Confused? Well, let me explain it this way: what we tend to think of as a hostname is in reality just another domain. When I take a hostname like mail.3sharp.com and look at it from a DNS perspective, what I really have is a fully-qualified domain name that consists of four separate domains, arranged in a hierarchical order (left to right, most local to most global):
- The most-specific domain, corresponding to what we use as the hostname: mail
- The secondary domain: 3sharp
- The top-level domain (TLD): com
- The root domain: .
The TLD is a sub-domain of the root domain; the secondary domain is a sub-domain of the secondary domain. Within the secondary domain, we have additional sub-domains that are used for multiple purposes, such as the rev sub-domain we use to hold our reverse DNS PTR records, as well as sub-domains that are used to denote hosts. Depending on how we use these sub-domains, we can use different types of DNS resource records, some of which are mutually exclusive:
- Domains which are themselves going to have sub-domains need to have a namesrever (NS) recordset[1] defined. This helps support the proper DNS delegation behavior and allows us to split up our DNS zone file on domain boundaries, if needed.
- Domains which are aliases to other domains have a CNAME recordset. No other record types are allowed for these domains; the CNAME is an absolute referral mechanism that instructs the resolver to use the information found in the specified domain without reservation or reference to the domain the CNAME record is part of.[2] Note that this means you can't have a domain that has both NS and CNAME recordsets; you're either delegating the domain or aliasing it.
- Domains which are hosts have the A recordset.
- Domains for which mail exchange is a consideration have the MX recordset.
- Domains which represent a reverse DNS mapping have the PTR recordset.
These aren't the only kinds of records available, of course, but they're the most common ones.

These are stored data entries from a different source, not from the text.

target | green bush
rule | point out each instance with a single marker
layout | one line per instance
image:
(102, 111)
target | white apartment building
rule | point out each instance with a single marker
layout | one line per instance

I know this post has covered a lot of ground quickly, but I hope you've walked away with something that made you say "Aha! That makes this make sense!" If you have any questions or need further clarification, please send me an email.
[1] A recordset is a collection of one or more resource records of the same type. Some record types only allow a single record in the recordset, but others such as A, PTR, and MX allow multiple records to be defined.
[2] This, BTW, is the true technical reasons why you break things by pointing MX records at CNAME records; according to DNS, a CNAME points you to a different domain, which could be in a different zone file, under the control of some other nameserver or admin. It is the responsibility of the domain admin to designate MX hosts for their own domains, and by pointing an MX record to a CNAME you're effectively trying to override that mechanism.